Mit Schnelltests auf die Tribüne
In Pilotprojekten soll im Sport eine neue Fan-Normalität ausprobiert werden
LEIPZIG (dpa) - Wissenschaftler drängen auf den nächsten Lockdown, Sportclubs auf Öffnung von Stadien und Hallen. Die Diskussion zur Rückkehr der Fans hat mit der Zulassung von 777 Zuschauern für das DrittligaSpiel zwischen Hansa Rostock und dem Halleschen FC am Samstag wieder Fahrt aufgenommen. Dabei müssen steigende Corona-Zahlen und übersichtlich gefüllte Arenen nicht im Widerspruch zueinander stehen.
„Man muss da grundsätzlich unterscheiden. Es geht nicht um sinnloses Öffnen. Die Leute bei den Veranstaltungen sind zu 100 Prozent getestet, es gibt Abstand und Maskenpflicht. Es gibt kein sichtbares, nennenswertes Ansteckungsrisiko. Das ist nicht vergleichbar mit einem privaten Treffen“, sagte der Gesundheitsökonom Florian Kainzinger. Der 38-Jährige koordiniert eine Initiative der großen deutschen Sportverbände und Kulturveranstalter zur Rückkehr von Zuschauern. Im vergangenen Jahr war er beim Hygienekonzept der Basketball-Bundesliga bereits federführend.
Erst am Freitag forderte der SPDGesundheitspolitiker Karl Lauterbach eine Rückkehr in den Lockdown, das Robert-Koch-Institut warnte vor Reisen an Ostern. Am Samstag findet neben dem Fußballspiel in Rostock ein weiteres Pilotprojekt mit dem Ziel statt, nach Ostern Sport- und Kulturveranstaltungen mit Zuschauern zuzulassen. In der Berliner Philharmonie dürfen 1000 Zuschauer ein Konzert verfolgen. Die Karten waren binnen vier Minuten vergriffen.

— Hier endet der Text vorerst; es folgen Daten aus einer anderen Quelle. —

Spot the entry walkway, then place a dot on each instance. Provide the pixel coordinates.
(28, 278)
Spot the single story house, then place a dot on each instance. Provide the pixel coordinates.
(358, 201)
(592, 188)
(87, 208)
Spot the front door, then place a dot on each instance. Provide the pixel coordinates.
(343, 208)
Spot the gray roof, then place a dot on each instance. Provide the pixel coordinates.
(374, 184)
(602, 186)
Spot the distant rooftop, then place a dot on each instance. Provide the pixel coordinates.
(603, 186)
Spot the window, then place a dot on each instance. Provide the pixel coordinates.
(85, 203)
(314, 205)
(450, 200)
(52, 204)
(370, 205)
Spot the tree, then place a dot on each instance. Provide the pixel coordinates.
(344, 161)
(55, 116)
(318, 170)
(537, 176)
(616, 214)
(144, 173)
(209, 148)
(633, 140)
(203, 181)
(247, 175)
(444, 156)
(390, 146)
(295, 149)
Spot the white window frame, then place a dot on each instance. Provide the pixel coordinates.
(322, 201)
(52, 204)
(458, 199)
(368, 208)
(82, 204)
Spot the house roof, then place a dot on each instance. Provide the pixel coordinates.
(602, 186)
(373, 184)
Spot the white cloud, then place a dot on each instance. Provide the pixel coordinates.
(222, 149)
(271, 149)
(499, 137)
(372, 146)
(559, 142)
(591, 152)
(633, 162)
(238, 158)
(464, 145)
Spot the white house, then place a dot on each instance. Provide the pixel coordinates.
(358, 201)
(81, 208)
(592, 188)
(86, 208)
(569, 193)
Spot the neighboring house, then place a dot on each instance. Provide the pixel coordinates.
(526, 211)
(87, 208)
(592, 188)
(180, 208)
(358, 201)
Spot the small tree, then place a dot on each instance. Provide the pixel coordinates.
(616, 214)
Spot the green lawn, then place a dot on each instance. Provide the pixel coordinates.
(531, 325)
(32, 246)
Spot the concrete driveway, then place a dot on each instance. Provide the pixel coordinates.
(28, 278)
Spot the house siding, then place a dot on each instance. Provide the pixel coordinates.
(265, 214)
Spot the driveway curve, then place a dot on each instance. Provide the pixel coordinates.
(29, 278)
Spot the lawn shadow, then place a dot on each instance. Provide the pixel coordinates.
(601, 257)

„Wir können entweder weiter abwarten oder eine neue Balance finden“, sagte Kainzinger und setzte sich für Letzteres ein: „Im Vergleich zum Vorjahr stehen uns ganz andere Werkzeuge zur Verfügung. Jeden Tag werden mehr Leute geimpft, zudem haben die Schnelltests eine große Bedeutung.“
Deshalb sei die Fan-Rückkehr in Rostock viel mehr als ein Strohfeuer. „Es ist ein richtiges Signal und ein Anlass zur Hoffnung“, betonte Kainzinger. Hoffnung für die gebeutelten Clubs, die sich am Samstag selbst im Ostseestadion einen Eindruck verschaffen wollen. So werden Vertreter von Union Berlin nach Rostock reisen. „Je mehr gemeinsam daran arbeiten, umso mehr nähern wir uns vielleicht funktionalen Lösungen“, sagt UnionSprecher Christian Arbeit.

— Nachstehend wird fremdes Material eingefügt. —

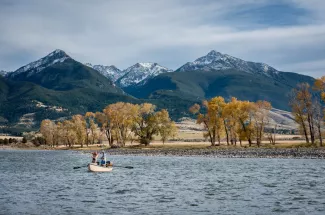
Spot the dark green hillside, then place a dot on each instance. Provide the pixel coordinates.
(68, 75)
(199, 85)
(70, 85)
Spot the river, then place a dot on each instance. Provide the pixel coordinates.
(44, 182)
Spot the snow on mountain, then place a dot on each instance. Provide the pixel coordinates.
(140, 73)
(110, 72)
(218, 61)
(57, 56)
(3, 73)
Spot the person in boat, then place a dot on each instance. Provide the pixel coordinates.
(95, 155)
(103, 159)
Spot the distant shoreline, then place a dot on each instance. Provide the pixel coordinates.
(303, 153)
(217, 152)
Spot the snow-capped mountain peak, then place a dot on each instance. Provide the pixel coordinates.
(3, 73)
(110, 72)
(139, 73)
(217, 61)
(57, 56)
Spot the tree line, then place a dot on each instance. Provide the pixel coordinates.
(118, 122)
(234, 120)
(307, 107)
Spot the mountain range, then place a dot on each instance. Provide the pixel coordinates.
(58, 86)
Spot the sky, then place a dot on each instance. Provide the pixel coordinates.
(288, 35)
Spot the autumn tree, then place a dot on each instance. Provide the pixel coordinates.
(91, 128)
(167, 128)
(212, 119)
(319, 86)
(230, 120)
(145, 123)
(105, 124)
(302, 108)
(49, 131)
(78, 126)
(246, 112)
(121, 116)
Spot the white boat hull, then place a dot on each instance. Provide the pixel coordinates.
(92, 167)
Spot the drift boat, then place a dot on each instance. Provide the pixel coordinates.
(93, 167)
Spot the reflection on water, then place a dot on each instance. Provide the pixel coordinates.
(44, 182)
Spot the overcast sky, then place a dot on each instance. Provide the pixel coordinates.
(286, 34)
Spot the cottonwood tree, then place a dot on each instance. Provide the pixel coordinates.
(91, 128)
(49, 131)
(121, 116)
(261, 117)
(212, 119)
(167, 128)
(145, 123)
(246, 112)
(105, 125)
(303, 110)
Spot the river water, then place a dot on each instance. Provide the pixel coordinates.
(44, 182)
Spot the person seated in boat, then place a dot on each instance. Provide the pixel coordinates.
(103, 159)
(95, 155)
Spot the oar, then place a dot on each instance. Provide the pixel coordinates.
(77, 167)
(127, 167)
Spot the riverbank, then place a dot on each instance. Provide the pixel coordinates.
(303, 153)
(281, 151)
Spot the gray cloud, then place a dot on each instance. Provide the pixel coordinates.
(170, 32)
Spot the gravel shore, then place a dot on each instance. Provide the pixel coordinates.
(306, 153)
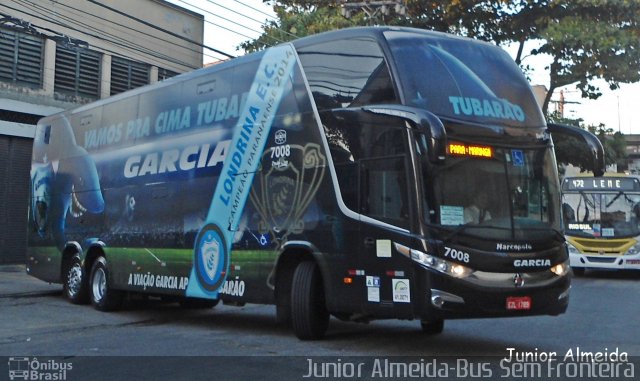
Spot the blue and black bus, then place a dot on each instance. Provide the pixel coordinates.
(366, 173)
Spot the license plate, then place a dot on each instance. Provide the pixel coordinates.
(519, 303)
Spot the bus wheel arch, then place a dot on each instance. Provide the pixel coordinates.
(74, 276)
(103, 297)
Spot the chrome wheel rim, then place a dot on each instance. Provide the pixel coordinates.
(99, 284)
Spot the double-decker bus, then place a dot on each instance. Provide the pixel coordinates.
(365, 173)
(602, 222)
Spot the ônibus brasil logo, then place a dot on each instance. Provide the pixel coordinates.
(25, 368)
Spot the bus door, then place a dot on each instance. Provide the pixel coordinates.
(385, 208)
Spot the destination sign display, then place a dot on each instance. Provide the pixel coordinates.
(601, 184)
(474, 150)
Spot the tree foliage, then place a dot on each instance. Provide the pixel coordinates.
(585, 40)
(570, 150)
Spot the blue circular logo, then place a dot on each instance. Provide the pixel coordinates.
(211, 257)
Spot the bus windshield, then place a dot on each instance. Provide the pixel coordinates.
(604, 212)
(453, 79)
(497, 193)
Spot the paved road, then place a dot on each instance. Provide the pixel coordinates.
(603, 317)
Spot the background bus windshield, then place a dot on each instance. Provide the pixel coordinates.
(612, 214)
(454, 78)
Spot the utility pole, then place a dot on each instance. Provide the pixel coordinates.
(374, 9)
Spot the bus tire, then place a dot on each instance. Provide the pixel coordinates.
(579, 271)
(432, 327)
(309, 315)
(75, 284)
(197, 303)
(103, 297)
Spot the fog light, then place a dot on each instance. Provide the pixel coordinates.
(560, 269)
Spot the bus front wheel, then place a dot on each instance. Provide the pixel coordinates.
(76, 283)
(309, 315)
(103, 297)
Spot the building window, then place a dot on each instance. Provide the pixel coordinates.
(77, 72)
(127, 75)
(21, 58)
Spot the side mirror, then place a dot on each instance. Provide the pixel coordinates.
(426, 122)
(595, 148)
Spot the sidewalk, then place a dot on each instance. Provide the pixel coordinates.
(15, 282)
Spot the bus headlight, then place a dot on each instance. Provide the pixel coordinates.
(561, 269)
(572, 249)
(633, 250)
(446, 267)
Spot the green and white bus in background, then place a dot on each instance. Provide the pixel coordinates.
(602, 222)
(366, 173)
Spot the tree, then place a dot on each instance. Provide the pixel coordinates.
(585, 39)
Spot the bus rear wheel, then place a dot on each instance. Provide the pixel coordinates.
(309, 315)
(76, 283)
(103, 297)
(432, 327)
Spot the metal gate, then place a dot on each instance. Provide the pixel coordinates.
(15, 164)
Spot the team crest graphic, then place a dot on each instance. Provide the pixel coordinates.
(282, 195)
(211, 257)
(210, 253)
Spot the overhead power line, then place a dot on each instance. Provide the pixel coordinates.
(159, 28)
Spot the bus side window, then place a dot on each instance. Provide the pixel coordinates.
(383, 185)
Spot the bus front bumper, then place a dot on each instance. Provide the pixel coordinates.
(605, 262)
(495, 295)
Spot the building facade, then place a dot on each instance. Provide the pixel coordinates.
(58, 54)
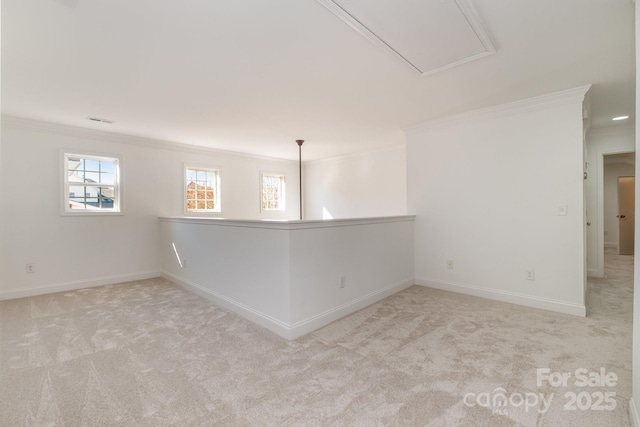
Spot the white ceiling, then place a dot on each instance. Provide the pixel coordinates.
(255, 75)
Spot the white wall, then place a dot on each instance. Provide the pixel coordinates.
(71, 252)
(362, 185)
(486, 188)
(634, 405)
(601, 142)
(286, 276)
(611, 222)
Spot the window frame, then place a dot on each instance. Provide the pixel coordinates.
(65, 184)
(283, 195)
(217, 190)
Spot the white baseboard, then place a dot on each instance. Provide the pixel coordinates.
(72, 286)
(507, 296)
(274, 325)
(594, 273)
(304, 327)
(634, 414)
(298, 329)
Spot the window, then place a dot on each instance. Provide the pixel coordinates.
(91, 184)
(272, 192)
(202, 189)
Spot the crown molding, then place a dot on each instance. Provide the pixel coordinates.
(569, 96)
(120, 138)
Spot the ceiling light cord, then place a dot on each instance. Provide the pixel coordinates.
(300, 142)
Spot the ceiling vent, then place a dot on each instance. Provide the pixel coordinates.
(426, 35)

Der Berliner Bundesligist hatte bereits am letzten Spieltag einen Probedurchlauf im eigenen Stadion abgehalten, bei dem sich Ordner, Helfer und Medienvertreter einem Schnelltest unterziehen konnten. Möglicherweise wird nun das Derby gegen Hertha BSC am 4. April in Köpenick zum Testlauf mit einer niedrigen vierstelligen Zuschauerzahl. Was Clubs, Verbände und Experten stets betonen: Aus der kurzen Phase mit Zuschauern im Herbst ist kein Fall bekannt, bei dem sich jemand während einer Veranstaltung mit dem Virus infiziert hat.
Der Deutsche Fußball-Bund erhöht deshalb den Druck auf die Politik und setzt sich für ein Rostocker Szenario an mehreren Standorten ein. „Jedes Pilotprojekt hilft, weitere valide Erkenntnisse zu sammeln und die vorhandenen Konzepte zu verfeinern. Ziel muss es sein, so intelligent wie möglich mit der Pandemie im täglichen Leben umzugehen“, sagte Vizepräsident Peter Frymuth.
Bei der Rückkehr von Zuschauern soll es auch um die Hallensportarten gehen. Die Berlin Volleys spielen am Mittwoch als Teil eines Pilotprojekts vor 1000 Zuschauern gegen Düren. „Aus diesen Piloten sollen Standards entwickelt werden, die dauerhaft Zuschauer ermöglichen“, sagt Kainzinger. Auslastungen von mehr als 50 Prozent seien in Stadien und Hallen möglich. Bis ein besseres Impfniveau erreicht ist, sind Schnelltests das wichtigste Mittel dafür.